Von Stuck’s 3ft 1in x 2ft 9½in (93 x 85cm) oil on panel, titled Lauschende Faune (Listening Fauns), was painted in c.1899.

Black and white existence

It was known only from black and white photographs reproduced in the Journal Die Kunst in 1904 and in 1909 in The International Studio – An Illustrated Magazine of Fine and Applied Art as part of a lengthy article titled The Collection of Hugo Reisinger: German and American Pictures’.

In 1909, when the artist was at the height of his career, the painting was also exhibited in the Metropolitan Museum in New York.

Remains of a label to the back of the painting from that exhibition identify it as being the property of Reisinger, a banker, businessman and prominent art collector who was a member of The Met’s board of directors and married to the daughter of St Louis, Missouri, brewery baron Adolphus Busch.

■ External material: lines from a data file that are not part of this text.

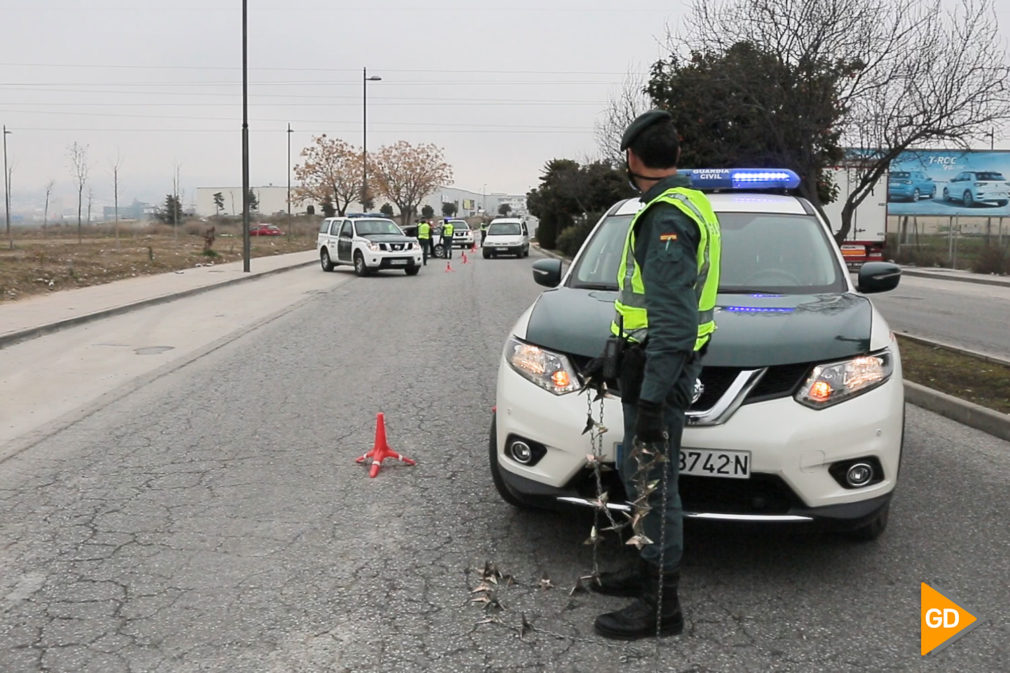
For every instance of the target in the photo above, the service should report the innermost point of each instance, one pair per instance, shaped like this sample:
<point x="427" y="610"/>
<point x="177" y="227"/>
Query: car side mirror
<point x="547" y="272"/>
<point x="878" y="277"/>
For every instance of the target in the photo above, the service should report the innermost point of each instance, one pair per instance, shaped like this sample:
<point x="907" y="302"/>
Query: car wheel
<point x="324" y="260"/>
<point x="360" y="268"/>
<point x="507" y="494"/>
<point x="873" y="529"/>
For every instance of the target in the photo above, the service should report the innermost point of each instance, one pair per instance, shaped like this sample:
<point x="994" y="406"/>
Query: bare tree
<point x="79" y="164"/>
<point x="927" y="75"/>
<point x="45" y="211"/>
<point x="629" y="102"/>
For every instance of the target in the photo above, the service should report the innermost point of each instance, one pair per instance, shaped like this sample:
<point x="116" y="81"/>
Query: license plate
<point x="710" y="463"/>
<point x="707" y="463"/>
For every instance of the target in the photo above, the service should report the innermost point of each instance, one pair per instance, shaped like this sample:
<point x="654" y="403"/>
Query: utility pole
<point x="6" y="187"/>
<point x="289" y="178"/>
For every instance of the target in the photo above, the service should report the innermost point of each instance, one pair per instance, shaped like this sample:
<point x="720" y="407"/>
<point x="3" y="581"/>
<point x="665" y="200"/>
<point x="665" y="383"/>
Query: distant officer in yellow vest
<point x="667" y="285"/>
<point x="447" y="238"/>
<point x="424" y="236"/>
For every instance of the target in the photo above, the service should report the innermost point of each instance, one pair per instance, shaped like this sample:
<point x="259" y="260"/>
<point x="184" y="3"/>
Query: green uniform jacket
<point x="669" y="272"/>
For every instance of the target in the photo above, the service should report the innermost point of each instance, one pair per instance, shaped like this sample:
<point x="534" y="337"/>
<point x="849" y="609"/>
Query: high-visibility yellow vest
<point x="630" y="302"/>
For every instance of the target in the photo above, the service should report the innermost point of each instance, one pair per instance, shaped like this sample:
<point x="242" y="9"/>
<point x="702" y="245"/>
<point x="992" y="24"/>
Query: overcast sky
<point x="502" y="86"/>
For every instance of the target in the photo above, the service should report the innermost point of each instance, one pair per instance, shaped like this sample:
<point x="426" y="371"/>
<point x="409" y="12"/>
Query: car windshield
<point x="761" y="253"/>
<point x="504" y="229"/>
<point x="371" y="227"/>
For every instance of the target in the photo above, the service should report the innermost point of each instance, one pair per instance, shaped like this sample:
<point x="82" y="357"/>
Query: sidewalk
<point x="38" y="315"/>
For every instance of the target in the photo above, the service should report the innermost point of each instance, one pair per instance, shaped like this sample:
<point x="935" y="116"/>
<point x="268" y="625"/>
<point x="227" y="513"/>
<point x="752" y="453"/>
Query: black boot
<point x="639" y="618"/>
<point x="626" y="581"/>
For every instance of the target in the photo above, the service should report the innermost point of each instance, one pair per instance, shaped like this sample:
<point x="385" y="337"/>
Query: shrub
<point x="992" y="260"/>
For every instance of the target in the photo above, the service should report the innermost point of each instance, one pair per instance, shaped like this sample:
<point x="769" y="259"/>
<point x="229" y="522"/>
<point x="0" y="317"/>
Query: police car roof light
<point x="748" y="179"/>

Research by the Art Loss Registry tracing the painting’s early years of ownership has revealed that Reisinger acquired Lauschende Faune in 1899 from the Galerie Heinemann, Von Stuck’s main representative.

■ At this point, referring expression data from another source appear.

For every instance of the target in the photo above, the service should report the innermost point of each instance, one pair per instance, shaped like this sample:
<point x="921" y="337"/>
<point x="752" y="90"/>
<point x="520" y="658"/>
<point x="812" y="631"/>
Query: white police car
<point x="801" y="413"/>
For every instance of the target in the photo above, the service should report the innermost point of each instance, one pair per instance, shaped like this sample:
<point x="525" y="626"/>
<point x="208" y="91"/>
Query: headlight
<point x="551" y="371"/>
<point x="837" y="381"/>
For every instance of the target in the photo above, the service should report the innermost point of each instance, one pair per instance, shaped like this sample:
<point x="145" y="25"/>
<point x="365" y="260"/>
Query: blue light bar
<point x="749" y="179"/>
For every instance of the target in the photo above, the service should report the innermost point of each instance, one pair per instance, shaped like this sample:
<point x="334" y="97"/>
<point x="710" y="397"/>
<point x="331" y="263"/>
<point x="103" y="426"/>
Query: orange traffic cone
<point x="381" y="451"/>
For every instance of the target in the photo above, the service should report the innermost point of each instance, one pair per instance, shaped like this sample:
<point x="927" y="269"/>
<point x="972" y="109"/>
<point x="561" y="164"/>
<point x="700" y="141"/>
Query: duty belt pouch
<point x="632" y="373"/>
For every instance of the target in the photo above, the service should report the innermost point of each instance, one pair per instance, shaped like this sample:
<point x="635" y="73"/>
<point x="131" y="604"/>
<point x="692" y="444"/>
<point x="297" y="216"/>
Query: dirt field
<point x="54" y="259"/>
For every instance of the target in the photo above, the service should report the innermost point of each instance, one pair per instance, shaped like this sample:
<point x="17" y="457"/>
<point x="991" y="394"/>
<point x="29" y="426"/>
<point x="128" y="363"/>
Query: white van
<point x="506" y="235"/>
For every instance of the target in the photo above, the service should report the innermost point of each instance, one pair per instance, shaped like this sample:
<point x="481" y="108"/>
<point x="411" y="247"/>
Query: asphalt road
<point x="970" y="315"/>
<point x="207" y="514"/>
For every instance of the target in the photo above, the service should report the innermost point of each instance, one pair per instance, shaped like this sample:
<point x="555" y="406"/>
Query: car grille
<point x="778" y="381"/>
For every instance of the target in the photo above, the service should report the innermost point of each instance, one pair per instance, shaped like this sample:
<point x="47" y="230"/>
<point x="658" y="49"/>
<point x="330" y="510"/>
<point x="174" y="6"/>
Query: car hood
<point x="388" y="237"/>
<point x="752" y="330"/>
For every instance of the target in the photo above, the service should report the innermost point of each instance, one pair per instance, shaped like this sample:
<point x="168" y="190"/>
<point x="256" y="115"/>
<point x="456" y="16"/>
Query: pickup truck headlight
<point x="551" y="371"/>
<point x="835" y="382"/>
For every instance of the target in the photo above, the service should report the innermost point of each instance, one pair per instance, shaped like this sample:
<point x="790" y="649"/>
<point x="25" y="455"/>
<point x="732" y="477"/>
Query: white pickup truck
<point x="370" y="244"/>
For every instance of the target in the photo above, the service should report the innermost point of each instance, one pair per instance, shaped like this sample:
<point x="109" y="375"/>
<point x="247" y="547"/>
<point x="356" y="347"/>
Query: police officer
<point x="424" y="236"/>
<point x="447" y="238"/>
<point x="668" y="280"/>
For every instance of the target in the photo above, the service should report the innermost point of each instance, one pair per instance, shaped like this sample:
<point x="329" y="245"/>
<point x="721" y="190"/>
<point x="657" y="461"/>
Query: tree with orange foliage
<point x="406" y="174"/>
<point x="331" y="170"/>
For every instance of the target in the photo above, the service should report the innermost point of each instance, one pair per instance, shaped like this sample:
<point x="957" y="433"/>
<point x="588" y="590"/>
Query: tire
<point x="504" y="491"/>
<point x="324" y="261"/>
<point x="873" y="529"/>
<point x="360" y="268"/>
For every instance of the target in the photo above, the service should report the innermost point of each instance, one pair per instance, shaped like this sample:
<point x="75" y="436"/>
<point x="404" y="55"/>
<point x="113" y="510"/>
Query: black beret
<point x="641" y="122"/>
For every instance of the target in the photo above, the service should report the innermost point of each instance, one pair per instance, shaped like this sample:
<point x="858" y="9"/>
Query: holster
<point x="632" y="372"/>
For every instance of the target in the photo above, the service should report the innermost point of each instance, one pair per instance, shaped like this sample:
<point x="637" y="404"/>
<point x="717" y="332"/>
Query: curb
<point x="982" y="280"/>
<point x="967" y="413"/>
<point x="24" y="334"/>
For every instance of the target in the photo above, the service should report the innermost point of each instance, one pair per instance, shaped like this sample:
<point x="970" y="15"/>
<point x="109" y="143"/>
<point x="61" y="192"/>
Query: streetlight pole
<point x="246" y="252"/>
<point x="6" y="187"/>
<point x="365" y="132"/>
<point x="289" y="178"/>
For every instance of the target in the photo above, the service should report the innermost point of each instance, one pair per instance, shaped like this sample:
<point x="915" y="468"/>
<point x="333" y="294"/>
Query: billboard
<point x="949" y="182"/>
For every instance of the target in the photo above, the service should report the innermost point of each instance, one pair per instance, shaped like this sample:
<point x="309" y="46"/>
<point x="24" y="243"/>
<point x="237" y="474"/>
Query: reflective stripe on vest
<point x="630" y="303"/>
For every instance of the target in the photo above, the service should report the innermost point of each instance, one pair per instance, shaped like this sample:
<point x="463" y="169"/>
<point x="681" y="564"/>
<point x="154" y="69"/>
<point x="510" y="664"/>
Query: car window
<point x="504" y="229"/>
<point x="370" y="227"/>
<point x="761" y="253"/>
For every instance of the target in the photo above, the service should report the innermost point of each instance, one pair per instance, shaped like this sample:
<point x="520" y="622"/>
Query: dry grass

Later that year it was exhibited at the Chicago Institute of Art and the Copley Society in Boston and its final recorded museum appearance was at the Dallas Art Association’s First Annual Exhibition: Contemporary International Art.

By this time the painting had changed hands, the owner in the catalogue being shown as Edward A Faust, a St Louis restauranteur who was connected to Busch by marriage.

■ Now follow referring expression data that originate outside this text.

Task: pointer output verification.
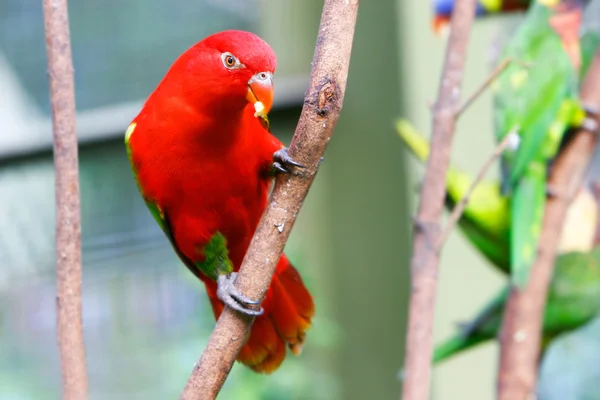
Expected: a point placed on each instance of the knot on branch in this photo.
(325, 100)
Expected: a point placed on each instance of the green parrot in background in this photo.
(535, 97)
(573, 300)
(486, 219)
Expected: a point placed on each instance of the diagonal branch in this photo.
(521, 327)
(322, 106)
(458, 210)
(68, 214)
(425, 258)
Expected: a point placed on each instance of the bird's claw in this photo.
(230, 295)
(590, 123)
(282, 161)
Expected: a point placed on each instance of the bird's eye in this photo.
(229, 61)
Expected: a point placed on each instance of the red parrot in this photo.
(204, 161)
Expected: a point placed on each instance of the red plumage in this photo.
(203, 157)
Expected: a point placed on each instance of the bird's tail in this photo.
(289, 309)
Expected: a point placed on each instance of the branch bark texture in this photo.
(425, 258)
(521, 327)
(320, 113)
(68, 214)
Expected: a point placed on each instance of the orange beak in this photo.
(260, 92)
(440, 26)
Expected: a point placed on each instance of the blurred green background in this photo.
(146, 319)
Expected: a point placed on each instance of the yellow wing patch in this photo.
(491, 5)
(129, 131)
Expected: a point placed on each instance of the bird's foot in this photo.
(590, 123)
(283, 162)
(230, 295)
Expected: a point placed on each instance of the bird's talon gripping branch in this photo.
(282, 161)
(230, 295)
(590, 123)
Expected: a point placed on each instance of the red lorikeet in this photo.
(204, 160)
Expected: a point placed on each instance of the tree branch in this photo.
(322, 106)
(425, 258)
(521, 327)
(458, 210)
(68, 214)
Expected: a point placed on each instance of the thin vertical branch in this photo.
(68, 215)
(521, 327)
(425, 258)
(322, 106)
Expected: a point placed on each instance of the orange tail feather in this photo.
(289, 309)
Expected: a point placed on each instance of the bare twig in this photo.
(68, 214)
(595, 187)
(320, 113)
(425, 258)
(521, 327)
(462, 204)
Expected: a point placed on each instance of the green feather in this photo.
(573, 300)
(539, 103)
(485, 221)
(216, 255)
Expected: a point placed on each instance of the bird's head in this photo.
(228, 70)
(442, 12)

In 1921, Lauschende Faune was found together with a large British equestrian work in the Kansas City home of the late Colonel and Mrs S D Slaughter.

Their grandsons, who jointly own the painting, have confirmed its existence in their grandparents’ home beginning in the 1960s.

Offered uncleaned

The painting comes in the original gilt frame custom-made by Hans Irlbacher of Munich and will be offered in uncleaned condition at Soulis Auctions with an estimate of $75,000-125,000.